The point is, while it’s great to have focused content, if your content is too narrowly focused, it can hurt your ranking. Objectively speaking, to reach a broader market, you have to broaden the scope of your content while staying within your target niche.
By now you’re probably going “gee, I know all this already, tell me something I don’t know. Ok, stay with us on this now. Let’s go back to the hot sauce example. If you make and sell your brand of hot sauce, then obviously you’re going to want as many people to see your product as possible.
Great, so you put out a bunch of content about how fabulous your hot sauce is. The only problem is, a large chunk of people searching for “hot sauce” on the web, might not be looking just to find your brand of hot sauce.
Google tracks all this information and records it so that when people search for “hot sauce” they are more likely to get the results they want. If all your content does is push your brand, then the broader search market dwindles as a result. Google will gradually flag your content as less and less relevant to the search query “hot sauce” and down your ranking goes.
Now you’re probably saying “ok good to know, now how do I fix it?” Well, the good news is, the way you fix your search results is the same way you market a product in general, create multiple funnels, or pathways that drive traffic to your site.
This is done primarily by creating more content that focuses on what internet users are searching for about your product. There are several different reasons that users will search for a particular term on the internet. Matching your content for these different reasons will help you to improve your search rankings.
We’ll break down the types of search intent and how best to target them now.
This is exactly what it sounds like, users are searching purely for informational content about a topic. To carry on with our hot sauce idea, some users may be looking for the ingredients in hot sauce or how to make their own.
Having content that shows the process of how your hot sauce is made and what’s in it will appear more relevant to users seeking information.
Now we’re down to the users who have all the information and are now deciding on what they want. These are your typical “best hot sauce near me” type searches. This is where a strong commercial presence combined with on-point marketing gets you noticed.
Users may want to compare brands so having positive reviews and up-to-date product listing will help you rank in this category.
This is the point where users are looking to buy your product or service. If you sell your product online then it’s important to have relevant information that drives sales toward your site. This is where users typically search for things like “buy hot sauce online’, ok maybe not, but you get the idea.

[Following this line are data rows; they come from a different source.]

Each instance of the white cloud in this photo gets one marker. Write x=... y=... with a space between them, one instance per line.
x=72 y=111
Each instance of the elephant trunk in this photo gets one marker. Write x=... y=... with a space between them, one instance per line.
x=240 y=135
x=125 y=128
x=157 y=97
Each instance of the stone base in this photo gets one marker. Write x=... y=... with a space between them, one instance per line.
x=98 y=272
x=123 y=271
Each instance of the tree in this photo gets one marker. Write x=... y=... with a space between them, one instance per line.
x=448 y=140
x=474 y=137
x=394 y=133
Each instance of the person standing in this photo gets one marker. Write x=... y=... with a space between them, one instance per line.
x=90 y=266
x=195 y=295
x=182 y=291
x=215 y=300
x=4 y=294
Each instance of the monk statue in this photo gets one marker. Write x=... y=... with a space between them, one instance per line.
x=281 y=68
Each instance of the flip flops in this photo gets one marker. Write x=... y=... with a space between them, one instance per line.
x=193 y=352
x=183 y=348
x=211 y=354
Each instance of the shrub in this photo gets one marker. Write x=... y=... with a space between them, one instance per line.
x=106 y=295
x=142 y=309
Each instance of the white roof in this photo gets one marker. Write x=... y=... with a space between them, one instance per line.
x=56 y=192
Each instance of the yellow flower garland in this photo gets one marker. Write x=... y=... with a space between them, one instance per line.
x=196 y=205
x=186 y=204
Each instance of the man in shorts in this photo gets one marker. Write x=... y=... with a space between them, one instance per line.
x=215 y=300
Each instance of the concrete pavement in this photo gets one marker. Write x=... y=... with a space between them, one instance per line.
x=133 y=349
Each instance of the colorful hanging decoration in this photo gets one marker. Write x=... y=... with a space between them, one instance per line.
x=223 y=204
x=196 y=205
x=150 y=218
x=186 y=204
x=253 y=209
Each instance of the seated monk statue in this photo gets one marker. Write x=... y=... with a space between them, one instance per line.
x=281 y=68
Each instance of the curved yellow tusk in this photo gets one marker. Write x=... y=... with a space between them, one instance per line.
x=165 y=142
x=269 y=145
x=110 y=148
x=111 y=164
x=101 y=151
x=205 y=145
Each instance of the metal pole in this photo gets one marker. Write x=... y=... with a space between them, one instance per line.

This is the point where users want to navigate directly to a particular site, such as social media log in, but rather than type out a URL, they search in google. Having keywords in your URL and homepage that identify your site as what users are looking for will help you rank in this category.
Determining user intent is much like doing keyword research. Using the information Google freely gives you on the SERP allows you to find out exactly what users want to know when they search for a particular topic.
Developing content that matches what users search for is as easy as Googling the topic yourself and seeing what comes up. From there, you can develop content that answers questions and funnels users towards your product.
The key to this is to blend both keyword relevance with query relevance. If the keywords you’re trying to rank for aren’t relevant to what users hope to find, then your content is not optimized to drive traffic.
If you think of it as a two-pronged approach to SEO then you will be more likely to generate content that is optimized for both the search engine and user intent.
Hopefully, this post has helped to break down the connection between SEO and search intent and give you a better idea of how the two are interconnected in terms of ranking your site.